From the corner of my ear, a voice rang out:
“He’s still alive!”
I turned my head. Corwin writhed on the floor, half-pinned beneath three operatives. His skin had split across one cheek, coarse hair pushing through, his jawline stretching wider than it should, teeth gleaming sharp in the torchlight. His eyes weren’t human anymore— yellow, shot through with a feral glow that made my stomach flip.
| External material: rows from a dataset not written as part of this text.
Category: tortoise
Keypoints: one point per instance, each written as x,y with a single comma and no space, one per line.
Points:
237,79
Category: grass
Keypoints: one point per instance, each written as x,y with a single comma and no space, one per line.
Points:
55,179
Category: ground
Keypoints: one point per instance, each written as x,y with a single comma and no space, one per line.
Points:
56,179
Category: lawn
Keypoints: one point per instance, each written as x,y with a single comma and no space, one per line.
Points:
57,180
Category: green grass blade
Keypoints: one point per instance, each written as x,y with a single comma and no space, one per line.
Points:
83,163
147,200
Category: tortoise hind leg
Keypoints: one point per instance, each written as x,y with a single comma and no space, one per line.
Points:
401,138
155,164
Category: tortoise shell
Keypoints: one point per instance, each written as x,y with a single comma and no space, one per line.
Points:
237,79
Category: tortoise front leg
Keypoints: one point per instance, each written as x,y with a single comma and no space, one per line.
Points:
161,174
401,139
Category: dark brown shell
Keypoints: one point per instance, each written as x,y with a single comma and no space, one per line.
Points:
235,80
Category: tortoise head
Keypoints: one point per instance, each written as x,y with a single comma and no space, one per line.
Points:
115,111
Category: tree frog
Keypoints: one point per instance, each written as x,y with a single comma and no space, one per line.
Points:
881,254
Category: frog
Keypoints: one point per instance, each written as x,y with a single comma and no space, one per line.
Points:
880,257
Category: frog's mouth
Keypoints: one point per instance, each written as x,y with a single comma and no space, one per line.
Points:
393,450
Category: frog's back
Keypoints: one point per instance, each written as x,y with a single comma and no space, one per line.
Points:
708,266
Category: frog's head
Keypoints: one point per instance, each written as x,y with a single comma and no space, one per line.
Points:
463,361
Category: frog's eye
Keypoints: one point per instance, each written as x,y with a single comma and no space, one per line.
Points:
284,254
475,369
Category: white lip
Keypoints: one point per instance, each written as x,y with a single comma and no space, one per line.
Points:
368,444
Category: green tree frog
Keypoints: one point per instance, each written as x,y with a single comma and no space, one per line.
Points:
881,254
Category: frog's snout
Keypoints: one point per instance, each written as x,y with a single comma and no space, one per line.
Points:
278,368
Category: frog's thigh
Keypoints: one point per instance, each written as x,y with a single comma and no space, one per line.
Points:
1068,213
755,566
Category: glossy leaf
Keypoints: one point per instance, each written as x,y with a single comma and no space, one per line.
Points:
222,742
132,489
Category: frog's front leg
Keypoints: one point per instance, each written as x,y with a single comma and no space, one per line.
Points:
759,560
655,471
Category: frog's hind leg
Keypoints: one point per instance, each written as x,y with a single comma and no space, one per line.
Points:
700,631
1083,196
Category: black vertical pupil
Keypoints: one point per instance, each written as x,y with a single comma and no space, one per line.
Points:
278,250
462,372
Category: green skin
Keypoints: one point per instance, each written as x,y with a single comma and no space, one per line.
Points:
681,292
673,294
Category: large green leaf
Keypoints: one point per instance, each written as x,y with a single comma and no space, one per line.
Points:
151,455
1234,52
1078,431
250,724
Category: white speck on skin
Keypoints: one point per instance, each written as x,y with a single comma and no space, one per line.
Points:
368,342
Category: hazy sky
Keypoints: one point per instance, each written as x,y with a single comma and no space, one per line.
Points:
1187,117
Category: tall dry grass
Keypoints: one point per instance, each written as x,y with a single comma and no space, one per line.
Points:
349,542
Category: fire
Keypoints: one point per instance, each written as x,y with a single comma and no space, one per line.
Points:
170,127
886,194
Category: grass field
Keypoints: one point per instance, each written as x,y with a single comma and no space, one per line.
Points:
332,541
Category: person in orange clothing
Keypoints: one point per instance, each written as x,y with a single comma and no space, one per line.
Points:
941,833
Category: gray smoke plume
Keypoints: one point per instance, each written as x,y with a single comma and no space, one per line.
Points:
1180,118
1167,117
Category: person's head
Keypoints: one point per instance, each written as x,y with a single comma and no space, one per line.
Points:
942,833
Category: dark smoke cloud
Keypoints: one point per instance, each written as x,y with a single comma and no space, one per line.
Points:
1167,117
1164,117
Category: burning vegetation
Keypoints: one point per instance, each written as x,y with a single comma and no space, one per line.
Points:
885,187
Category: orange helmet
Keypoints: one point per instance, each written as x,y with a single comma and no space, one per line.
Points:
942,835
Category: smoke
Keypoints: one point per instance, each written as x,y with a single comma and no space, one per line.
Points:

He bucked once and nearly threw two men off.
Another voice cut through, grim and urgent:
“Bind him—silver chains, quick! He’s a beast. A *were-beast*.”
A third specialist swore under his breath.
“Another freaking Henry the Eighth descendant—that guy could smash.”
My blood turned colder than the chapel stone. Corwin—like Henry VIII. Not just a madman. Something worse.
But I stayed where I was, rooted, like something in me refused to leave.
The journal in my pocket had gone hot enough to burn. The crow-shaped scar on my wrist pulsed, not just red but etched with feather-like striations, glowing faintly as though something beneath my skin wanted out. And across the room, the sarcophagus seemed to breathe, each carved line warming, glowing, alive.
Richard’s voice cracked through the air. “Sadie—don’t.”
I knew I should step back. I knew every warning sign was blazing like neon. But the words were already inside me, etched into marrow. The journal had written them, again and again, as if waiting for this moment.
Blood must answer blood.
My hand shook as I pressed it to the carved lid. Cool stone under my palm for half a heartbeat—then a flash, fire racing through my veins, up my arm, exploding in my chest. The lid groaned, stone grinding against stone, until it slid with a final shudder.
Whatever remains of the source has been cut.